The summary: Kebabs are going posh, investors are circling, and GDK’s proving there’s serious cash to be made before the pubs even shut.

The details:

  • True, the busybody backer of Sneak energy drinks and tattoo erasers, is eyeing a hefty stake in German Doner Kebab (GDK) — apparently at a "stellar" valuation that even City boys would raise a brow at.

  • GDK, nurtured by Glasgow’s Hero Brands, is about to slice open its 150th UK outlet, pushing a bold message: kebabs aren't just for the tipsy at 2am, they're now fit for daylight hours too.

  • CEO Simon Wallis is on a mission to scrub kebabs’ boozy image clean — and with only 4% of sales after 11pm, it seems Britain might just be biting earlier.

  • While True chats about deals behind the scenes, a whole queue of other suitors have already flirted with GDK, with Cavendish bankers playing matchmaker.

Why it matters: True’s interest shows that kebabs are no longer just drunk food but a serious business, with valuations high enough to make even a sober banker giddy. GDK’s mission to drag doner kebabs into daylight hours could turn a guilty pleasure into an everyday meal — and that smells like big money. Meanwhile, with investors lining up like it’s last orders at the bar, Hero Brands might soon be laughing all the way to the bank.

The summary: Sainsbury’s is charging ahead with bold expansion, clever cost-cutting, and a fierce price game to stay top of the shopping trolley – all while keeping a stiff upper lip through choppy retail waters.

The details:

  • Sainsbury’s joined the £1bn profits club, rubbing shoulders with Tesco, Next and M&S – but don't pop the Champagne just yet, they’re bracing for a tighter year thanks to cost hikes and supermarket price wars.

  • Asda’s price-slashing antics won’t ruffle Sainsbury’s feathers, with boss Simon Roberts vowing to fiercely defend their “great value” crown – think less friendly village fair, more supermarket gladiators.

  • Self-service tills are now king, with 70% of sales handled DIY-style, and two non-food warehouses set for the chop to save £70m – though Sainsbury’s was suspiciously vague about potential job losses.

  • Despite Argos losing a bit of sparkle, Sainsbury’s is doubling down on bricks and mortar, launching its biggest store expansion in a decade – powered by Homebase’s old haunts and a hefty dose of optimism.

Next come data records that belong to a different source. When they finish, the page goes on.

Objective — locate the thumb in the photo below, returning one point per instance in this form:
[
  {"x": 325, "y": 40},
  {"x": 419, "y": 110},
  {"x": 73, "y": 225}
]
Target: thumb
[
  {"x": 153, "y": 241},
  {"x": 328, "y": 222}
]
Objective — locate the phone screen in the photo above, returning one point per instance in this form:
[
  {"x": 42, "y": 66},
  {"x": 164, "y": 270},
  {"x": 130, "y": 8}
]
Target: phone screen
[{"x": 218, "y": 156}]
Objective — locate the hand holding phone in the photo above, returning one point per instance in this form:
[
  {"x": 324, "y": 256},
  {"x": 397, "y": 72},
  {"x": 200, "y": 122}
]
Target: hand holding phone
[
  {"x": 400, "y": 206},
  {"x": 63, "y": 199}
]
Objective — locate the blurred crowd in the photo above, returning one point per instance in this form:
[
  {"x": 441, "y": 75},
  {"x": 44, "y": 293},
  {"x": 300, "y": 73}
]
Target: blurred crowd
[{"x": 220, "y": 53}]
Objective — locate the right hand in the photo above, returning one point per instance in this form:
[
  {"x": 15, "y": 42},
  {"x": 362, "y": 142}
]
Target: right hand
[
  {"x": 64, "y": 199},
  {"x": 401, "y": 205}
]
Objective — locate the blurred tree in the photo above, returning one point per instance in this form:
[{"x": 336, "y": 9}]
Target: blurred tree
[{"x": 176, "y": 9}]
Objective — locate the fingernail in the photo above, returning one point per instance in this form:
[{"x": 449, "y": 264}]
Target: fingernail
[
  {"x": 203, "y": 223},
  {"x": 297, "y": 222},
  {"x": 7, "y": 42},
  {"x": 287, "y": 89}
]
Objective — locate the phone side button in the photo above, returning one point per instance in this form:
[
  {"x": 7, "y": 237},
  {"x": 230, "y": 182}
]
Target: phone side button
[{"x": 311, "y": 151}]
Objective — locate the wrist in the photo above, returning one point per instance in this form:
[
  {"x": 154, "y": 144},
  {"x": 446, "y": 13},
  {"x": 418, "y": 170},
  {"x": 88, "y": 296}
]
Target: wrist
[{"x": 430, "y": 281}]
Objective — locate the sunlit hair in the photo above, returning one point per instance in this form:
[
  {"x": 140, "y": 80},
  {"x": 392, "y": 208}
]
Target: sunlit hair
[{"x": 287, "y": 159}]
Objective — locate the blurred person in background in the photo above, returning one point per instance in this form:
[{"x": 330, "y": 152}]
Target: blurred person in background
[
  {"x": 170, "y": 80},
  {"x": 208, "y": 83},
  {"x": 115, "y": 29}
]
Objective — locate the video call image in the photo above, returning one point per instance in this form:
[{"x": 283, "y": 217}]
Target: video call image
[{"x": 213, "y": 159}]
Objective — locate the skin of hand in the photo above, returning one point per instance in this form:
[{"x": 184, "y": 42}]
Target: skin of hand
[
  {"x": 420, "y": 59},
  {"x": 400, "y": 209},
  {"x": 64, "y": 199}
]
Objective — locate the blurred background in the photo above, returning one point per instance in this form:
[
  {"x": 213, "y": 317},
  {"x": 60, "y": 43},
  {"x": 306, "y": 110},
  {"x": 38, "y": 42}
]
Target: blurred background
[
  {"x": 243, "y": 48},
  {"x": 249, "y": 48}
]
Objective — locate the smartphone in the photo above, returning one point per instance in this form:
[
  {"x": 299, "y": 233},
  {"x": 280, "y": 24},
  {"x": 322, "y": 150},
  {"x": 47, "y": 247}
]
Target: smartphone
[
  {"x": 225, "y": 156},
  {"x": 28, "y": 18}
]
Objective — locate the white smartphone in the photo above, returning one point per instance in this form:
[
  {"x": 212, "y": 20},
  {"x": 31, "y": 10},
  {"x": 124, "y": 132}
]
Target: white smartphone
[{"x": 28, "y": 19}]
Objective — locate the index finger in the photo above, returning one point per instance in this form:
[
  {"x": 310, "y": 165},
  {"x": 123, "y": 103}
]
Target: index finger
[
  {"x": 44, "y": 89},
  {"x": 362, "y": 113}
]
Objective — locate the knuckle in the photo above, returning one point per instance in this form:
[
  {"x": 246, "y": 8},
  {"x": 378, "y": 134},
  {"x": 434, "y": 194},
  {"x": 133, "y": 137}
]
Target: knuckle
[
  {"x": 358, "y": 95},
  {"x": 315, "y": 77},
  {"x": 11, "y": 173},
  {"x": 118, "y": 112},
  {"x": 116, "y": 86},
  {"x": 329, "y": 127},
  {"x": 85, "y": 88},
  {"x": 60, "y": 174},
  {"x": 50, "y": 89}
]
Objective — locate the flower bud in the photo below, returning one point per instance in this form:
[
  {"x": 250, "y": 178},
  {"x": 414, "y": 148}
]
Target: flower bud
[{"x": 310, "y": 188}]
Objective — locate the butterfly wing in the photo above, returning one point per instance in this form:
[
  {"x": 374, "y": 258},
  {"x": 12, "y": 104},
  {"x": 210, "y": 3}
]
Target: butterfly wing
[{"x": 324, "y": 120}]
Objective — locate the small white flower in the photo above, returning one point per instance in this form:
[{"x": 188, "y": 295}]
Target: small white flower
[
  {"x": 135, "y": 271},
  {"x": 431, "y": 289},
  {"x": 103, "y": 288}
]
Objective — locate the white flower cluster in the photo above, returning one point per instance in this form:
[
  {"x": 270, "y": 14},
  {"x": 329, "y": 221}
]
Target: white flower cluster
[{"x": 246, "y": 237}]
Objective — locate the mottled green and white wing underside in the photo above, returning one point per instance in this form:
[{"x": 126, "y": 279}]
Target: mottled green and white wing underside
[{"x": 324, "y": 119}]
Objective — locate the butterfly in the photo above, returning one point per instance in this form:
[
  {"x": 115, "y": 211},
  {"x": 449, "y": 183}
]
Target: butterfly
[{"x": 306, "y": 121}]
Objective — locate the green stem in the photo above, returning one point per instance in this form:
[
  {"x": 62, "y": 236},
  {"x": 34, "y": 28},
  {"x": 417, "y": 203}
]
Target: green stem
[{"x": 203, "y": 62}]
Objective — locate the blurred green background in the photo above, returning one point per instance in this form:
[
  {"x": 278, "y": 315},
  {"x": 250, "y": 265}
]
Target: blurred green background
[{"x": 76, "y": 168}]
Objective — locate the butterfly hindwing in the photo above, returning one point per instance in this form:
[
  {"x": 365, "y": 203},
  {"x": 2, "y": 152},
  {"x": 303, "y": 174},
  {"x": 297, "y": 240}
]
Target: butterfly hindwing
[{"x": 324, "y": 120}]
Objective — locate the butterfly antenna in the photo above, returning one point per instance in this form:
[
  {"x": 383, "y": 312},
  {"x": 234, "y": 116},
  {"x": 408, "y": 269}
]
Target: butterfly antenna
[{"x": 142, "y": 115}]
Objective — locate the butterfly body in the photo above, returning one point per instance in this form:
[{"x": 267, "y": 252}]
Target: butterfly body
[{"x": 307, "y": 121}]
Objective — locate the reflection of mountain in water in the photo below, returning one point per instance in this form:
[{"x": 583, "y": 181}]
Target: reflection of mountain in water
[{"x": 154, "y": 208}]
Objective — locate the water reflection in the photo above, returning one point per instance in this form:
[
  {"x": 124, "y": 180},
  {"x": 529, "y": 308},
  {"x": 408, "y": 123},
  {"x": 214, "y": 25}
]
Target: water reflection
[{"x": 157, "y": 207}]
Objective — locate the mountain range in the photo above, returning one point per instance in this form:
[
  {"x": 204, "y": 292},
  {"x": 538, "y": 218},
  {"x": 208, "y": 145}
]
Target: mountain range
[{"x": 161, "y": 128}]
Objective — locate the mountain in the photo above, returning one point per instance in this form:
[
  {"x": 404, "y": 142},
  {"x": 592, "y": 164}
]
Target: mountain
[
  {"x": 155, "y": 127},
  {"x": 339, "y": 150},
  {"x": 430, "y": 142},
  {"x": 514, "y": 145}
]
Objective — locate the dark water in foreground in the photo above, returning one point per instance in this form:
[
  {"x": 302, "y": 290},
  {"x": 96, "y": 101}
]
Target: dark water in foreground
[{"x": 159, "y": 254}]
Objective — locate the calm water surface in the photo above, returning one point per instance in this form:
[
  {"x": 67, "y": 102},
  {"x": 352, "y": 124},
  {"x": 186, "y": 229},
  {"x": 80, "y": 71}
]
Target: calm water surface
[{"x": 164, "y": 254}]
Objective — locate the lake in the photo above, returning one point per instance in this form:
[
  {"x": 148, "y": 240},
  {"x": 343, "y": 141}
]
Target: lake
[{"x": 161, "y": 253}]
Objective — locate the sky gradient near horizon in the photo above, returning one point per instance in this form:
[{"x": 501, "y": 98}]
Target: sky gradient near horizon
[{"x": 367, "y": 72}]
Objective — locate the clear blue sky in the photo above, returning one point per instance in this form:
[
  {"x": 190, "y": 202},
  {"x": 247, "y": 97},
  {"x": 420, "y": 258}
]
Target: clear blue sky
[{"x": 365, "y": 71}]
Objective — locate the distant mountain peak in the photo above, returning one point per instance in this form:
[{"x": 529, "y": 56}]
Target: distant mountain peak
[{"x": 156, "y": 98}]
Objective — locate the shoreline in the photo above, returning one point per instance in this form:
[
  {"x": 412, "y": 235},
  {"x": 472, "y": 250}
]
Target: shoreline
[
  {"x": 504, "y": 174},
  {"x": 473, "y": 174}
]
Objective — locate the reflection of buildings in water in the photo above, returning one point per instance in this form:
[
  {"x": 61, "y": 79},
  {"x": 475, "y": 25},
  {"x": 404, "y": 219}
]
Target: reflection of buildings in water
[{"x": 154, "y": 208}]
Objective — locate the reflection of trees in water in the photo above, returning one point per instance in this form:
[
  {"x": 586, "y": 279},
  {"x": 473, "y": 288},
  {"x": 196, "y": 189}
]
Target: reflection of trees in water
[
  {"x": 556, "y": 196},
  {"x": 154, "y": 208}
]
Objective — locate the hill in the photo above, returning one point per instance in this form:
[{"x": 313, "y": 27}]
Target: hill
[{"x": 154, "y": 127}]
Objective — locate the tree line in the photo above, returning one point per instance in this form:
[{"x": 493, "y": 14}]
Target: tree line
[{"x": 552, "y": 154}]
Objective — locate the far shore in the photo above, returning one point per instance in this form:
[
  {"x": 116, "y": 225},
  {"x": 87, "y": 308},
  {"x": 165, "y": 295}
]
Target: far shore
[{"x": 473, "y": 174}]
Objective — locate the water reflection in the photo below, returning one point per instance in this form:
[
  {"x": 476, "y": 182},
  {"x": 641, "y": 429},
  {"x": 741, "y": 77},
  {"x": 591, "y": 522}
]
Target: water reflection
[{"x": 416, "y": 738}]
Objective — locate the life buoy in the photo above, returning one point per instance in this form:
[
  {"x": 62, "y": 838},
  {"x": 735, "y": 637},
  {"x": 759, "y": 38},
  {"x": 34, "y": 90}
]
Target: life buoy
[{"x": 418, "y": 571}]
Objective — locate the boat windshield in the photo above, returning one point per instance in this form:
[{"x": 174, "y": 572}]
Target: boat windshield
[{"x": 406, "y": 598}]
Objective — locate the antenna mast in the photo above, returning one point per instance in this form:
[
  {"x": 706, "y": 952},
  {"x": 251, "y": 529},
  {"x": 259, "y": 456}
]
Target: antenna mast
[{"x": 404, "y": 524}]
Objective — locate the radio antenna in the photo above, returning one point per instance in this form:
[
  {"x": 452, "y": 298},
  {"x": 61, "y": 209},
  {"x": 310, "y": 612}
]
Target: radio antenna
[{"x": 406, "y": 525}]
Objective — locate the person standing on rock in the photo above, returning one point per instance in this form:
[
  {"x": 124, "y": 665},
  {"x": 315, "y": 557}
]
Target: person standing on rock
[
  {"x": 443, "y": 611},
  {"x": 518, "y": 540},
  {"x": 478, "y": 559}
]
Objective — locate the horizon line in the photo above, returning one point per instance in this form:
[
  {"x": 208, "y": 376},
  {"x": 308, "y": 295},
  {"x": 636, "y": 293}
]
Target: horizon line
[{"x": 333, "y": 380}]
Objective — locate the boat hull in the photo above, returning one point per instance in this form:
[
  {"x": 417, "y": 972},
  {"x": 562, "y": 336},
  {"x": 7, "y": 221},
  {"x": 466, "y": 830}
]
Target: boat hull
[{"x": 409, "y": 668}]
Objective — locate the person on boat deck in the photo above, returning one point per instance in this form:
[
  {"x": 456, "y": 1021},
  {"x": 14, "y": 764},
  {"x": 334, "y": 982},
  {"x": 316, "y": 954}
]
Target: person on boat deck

Why it matters: Sainsbury’s is gearing up for a no-holds-barred price brawl while trying to juggle rising costs, grumpy shareholders, and self-service tills that make customers do half the work. Despite pocketing a tidy £1bn, they're bracing for leaner times ahead and banking on bigger, shinier stores to keep the tills ringing. In short: it’s a high-stakes supermarket soap opera where staying cheap, cheerful, and everywhere is the only way to survive.